Reno terdiam. Jantungnya berdegup keras, tapi ia tidak bisa bergerak. Di antara ketakutannya, ada sesuatu yang mengusik. Wanita itu bukan sekadar siluet atau hantu yang ingin menakut-nakuti. Ada beban dalam ucapannya, seolah ada luka lama yang belum sembuh.
Ia berusaha membuka mulut, tapi tidak ada suara yang keluar. Sekali lagi, ia mendengar bisikan itu.
“Semua orang selalu lari dari masa lalu, Bang… padahal, kita semua terikat dengan apa yang kita tinggalkan.”
Seketika, Reno merasa darahnya membeku. Ada kebenaran dalam kalimat itu. Sesuatu yang membuatnya merenung, tapi juga menimbulkan rasa takut. Reno tersadar, wanita ini mungkin bukan hanya sekadar hantu, tapi sebuah bayangan yang mewakili kegelisahan masa lalunya sendiri. Masa lalu yang ia lari dari, yang selalu membayangi langkahnya.

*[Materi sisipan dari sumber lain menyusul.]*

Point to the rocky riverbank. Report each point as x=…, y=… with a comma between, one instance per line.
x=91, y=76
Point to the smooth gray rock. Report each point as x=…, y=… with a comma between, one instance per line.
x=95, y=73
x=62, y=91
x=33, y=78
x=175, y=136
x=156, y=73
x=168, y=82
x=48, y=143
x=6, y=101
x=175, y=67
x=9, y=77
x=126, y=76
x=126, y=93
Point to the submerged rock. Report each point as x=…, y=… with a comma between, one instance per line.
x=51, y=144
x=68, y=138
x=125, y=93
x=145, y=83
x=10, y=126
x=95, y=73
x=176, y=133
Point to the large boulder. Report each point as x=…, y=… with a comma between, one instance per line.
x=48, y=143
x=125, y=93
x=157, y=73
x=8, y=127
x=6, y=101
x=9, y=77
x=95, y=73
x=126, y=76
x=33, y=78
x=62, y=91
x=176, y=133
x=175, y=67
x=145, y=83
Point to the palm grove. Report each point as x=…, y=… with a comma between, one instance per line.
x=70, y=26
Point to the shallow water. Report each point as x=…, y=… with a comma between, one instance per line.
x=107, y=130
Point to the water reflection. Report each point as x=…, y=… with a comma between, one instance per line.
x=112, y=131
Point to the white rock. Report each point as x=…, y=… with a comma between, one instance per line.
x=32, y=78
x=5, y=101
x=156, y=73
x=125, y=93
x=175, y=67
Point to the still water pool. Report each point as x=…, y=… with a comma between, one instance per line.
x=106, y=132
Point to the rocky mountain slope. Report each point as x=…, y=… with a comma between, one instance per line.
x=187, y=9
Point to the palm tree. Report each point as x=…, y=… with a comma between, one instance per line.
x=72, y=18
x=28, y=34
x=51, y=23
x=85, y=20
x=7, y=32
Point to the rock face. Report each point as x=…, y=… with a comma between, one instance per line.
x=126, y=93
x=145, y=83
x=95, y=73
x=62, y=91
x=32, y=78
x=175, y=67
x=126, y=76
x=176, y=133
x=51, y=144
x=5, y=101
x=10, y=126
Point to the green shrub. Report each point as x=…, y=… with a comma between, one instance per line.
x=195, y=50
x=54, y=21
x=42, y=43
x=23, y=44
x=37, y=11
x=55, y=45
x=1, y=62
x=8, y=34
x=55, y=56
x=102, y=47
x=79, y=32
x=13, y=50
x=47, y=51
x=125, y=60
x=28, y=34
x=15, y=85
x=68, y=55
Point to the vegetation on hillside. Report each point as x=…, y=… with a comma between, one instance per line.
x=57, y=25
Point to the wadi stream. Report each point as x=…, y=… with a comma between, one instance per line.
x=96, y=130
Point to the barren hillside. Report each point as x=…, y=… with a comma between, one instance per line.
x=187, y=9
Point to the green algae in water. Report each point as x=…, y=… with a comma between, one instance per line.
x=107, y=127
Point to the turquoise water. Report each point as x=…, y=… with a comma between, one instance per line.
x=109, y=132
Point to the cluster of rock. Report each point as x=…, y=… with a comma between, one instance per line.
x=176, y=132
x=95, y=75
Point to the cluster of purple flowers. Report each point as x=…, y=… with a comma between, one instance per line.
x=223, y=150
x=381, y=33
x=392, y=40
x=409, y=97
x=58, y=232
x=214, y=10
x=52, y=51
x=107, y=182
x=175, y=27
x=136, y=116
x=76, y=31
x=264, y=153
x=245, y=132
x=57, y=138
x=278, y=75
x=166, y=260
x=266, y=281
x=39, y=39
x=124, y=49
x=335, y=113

Dengan susah payah, Reno akhirnya berhasil memaksa dirinya mundur. Ia menoleh sekali lagi ke arah wanita itu, tapi kali ini, sosoknya memudar perlahan bersama asap pabrik yang tertiup angin malam.
Tanpa banyak pikir, Reno menyalakan motornya dan segera pergi. Namun, di sepanjang jalan, suara itu terus terngiang di telinganya—suara wanita yang mengingatkannya bahwa tak peduli seberapa cepat ia melangkah, bayang-bayang masa lalu selalu menunggu di ujung jalan.